Parmi elles, il en est une consistant à croire que
l’enseignement actuel est centré sur le professeur. Ce serait la raison des
mauvais résultats des élèves. Je ne connais pas l’histoire de cette expression “centré
sur l’enseignant” mais en tout cas son auteur peut se réjouir du succès de
sa création. Combien de fois ne nous a-t-on pas expliqué que l’enseignement
actuel avait de mauvais résultats car trop “centré sur l’enseignant”…
Que signifie “centré sur l’enseignant” ? S’agit-il
d’une façon de faire mettant en vedette le professeur, faisant de lui l’élément
indispensable de l’acte d’enseigner ? S’agit-il de vénérer un personnage
omnipotent inculquant « la » vérité du haut de ses
connaissances ? S’agit-il d’un gourou entouré d’adeptes plus ou moins
décérébrés le suivant aveuglément ? En fait, il y a un peu de tout cela.
L’expression a une forte connotation négative, sans que l’on sache vraiment
pourquoi.
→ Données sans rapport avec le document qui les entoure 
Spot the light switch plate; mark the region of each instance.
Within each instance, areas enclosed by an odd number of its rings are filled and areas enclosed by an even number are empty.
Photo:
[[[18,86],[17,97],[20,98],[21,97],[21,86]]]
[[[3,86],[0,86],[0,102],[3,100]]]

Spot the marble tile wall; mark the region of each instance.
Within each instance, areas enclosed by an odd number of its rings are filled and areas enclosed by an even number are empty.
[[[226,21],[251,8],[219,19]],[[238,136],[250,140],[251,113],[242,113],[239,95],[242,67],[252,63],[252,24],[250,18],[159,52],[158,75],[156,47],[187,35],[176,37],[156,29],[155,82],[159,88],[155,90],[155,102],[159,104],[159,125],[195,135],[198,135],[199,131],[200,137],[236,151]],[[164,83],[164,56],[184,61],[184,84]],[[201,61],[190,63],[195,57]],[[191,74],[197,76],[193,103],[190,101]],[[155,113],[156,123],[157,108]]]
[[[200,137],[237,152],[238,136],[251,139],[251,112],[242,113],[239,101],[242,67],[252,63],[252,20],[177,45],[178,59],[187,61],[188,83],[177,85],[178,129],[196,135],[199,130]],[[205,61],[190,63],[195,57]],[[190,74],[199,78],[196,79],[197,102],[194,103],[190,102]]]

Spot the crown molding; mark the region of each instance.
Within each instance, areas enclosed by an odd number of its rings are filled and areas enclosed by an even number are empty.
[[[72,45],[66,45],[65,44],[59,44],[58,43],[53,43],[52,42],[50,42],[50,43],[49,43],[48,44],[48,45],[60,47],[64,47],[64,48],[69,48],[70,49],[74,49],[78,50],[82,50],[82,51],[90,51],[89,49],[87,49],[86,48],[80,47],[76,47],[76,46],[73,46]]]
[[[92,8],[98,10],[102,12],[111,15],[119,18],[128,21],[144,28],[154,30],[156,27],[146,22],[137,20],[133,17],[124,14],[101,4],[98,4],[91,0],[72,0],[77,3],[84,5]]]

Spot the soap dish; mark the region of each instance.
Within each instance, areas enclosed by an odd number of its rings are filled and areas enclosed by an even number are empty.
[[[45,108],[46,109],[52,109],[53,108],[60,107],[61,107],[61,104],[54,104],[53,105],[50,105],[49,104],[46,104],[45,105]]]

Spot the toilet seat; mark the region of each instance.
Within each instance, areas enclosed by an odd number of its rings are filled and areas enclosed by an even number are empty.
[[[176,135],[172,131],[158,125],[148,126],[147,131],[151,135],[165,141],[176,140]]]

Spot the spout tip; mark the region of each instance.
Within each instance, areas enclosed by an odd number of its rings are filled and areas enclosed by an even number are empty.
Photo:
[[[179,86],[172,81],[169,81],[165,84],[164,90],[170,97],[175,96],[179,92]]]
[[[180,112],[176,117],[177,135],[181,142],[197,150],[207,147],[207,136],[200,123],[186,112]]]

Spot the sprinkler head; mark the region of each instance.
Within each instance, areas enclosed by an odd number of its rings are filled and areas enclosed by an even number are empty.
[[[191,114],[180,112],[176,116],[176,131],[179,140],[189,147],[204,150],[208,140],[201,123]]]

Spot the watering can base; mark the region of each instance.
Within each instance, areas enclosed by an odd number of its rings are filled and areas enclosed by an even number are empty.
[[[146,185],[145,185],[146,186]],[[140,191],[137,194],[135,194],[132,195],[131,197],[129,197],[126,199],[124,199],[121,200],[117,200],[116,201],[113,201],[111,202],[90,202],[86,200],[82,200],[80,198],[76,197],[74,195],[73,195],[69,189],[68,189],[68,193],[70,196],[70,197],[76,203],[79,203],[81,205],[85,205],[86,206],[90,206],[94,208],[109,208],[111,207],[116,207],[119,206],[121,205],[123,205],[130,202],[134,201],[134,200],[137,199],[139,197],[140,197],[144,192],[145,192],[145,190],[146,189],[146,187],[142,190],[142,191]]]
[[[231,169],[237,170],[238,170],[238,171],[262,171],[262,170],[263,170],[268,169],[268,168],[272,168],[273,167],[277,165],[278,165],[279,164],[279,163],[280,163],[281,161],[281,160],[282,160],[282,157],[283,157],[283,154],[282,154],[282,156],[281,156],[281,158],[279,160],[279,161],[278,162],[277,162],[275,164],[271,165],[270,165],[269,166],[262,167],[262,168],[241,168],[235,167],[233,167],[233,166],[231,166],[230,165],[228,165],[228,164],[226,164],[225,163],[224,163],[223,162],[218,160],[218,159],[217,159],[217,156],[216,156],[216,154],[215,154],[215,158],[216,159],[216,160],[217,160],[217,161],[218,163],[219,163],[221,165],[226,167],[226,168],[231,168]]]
Chacun a maintenant intégré l’idée qu’un enseignement centré sur
l’enseignant était une mauvaise chose. Et l’on ne prend même plus la peine de
dire pourquoi ni comment.
Autant la discussion entre courants pédagogiques
pourrait être fructueuse, autant ce genre d’anathème dépourvu de toute
explication me semble dangereux. En corollaire de cette expression, il y a
l’expression symétrique “enseignement centré sur l’enfant” ou puéro-centré.
Tout autant dépourvue de sens précis. Vu que toute forme d’enseignement a pour
but d’instruire les enfants, comment pourraient-ils ne pas être au centre des
préoccupations du pédagogue ? De la même manière que tout enseignement
ayant besoin d’un professeur, il se trouve par conséquent au cœur de la
mission qui lui est confiée.
Cette maladroite, pour ne pas dire malhonnête,
antinomie n’a pas lieu d’être. En lieu et place on devrait plutôt opposer un
enseignement transmissif direct à un enseignement non transmissif. Car c’est
vraiment là que se situe la différence entre partisans et praticiens de
l’enseignement direct et transmissif et défenseurs du constructivisme. Les
premiers savent qu’un enseignement direct et explicite porte ses fruits et
revendiquent cette méthode pour plus d’efficacité ; ils s’appuient sur des
résultats avérés dans les classes ainsi que sur la recherche pédagogique et neuro-cognitive
et sur des expérimentations à large échelle. Les autres, partisans du
constructivisme, pensent que les méthodes de découverte basées sur des
situations problèmes sont le meilleur outil pour les apprentissages.
Malheureusement, ils ne s’appuient sur aucune étude de grande ampleur ni sur
aucune recherche neuro-cognitive pour confirmer leur hypothèse. Bien au
contraire, la recherche montre que les approches peu guidées sont dommageables
pour les élèves et en particulier pour les plus faibles d’entre eux.
Un autre poncif tout aussi erroné que le précédent
consiste à penser que le modèle transmissif direct forme des élèves passifs.
Pourquoi ? Tout simplement parce que dans cette approche pédagogique, à un
moment donné, les élèves doivent écouter les explications ; par
conséquent, ils doivent être attentifs. Dans l’esprit constructiviste, on croit
qu’un élève attentif est un élève passif. On confond classe agitée et classe
active. Prenons un exemple en enseignement explicite : lors du modelage
(phase dans laquelle l’enseignant explique, « met un haut-parleur sur sa
pensée », montre et questionne) l’élève est sollicité, non sur un plan
physique, mais sur un plan cognitif : il suit les explications et répond
aux nombreuses questions spécialement conçues pour vérifier sa compréhension. À
aucun moment, il ne peut se retirer cognitivement de la classe pour dormir ou
rêvasser à autre chose. En aucune manière, l’enseignement explicite n’est un
enseignement magistral comme on peut le voir dans les universités ou dans
l’enseignement traditionnel que certains voudraient aujourd’hui ressusciter en
primaire. Bien au contraire, la passivité des élèves est une conséquence du
constructivisme, qui, en les confrontant directement à la complexité sans
qu’ils n’aient les moyens de la résoudre, laisse énormément d’élèves sur le
côté et leur donne le dégoût des matières scolaires. Quand un élève se trouve
devant des situations trop difficiles pour lui, il baisse vite les bras,
s’enracine dans une paresse mentale et prend en grippe toute activité scolaire.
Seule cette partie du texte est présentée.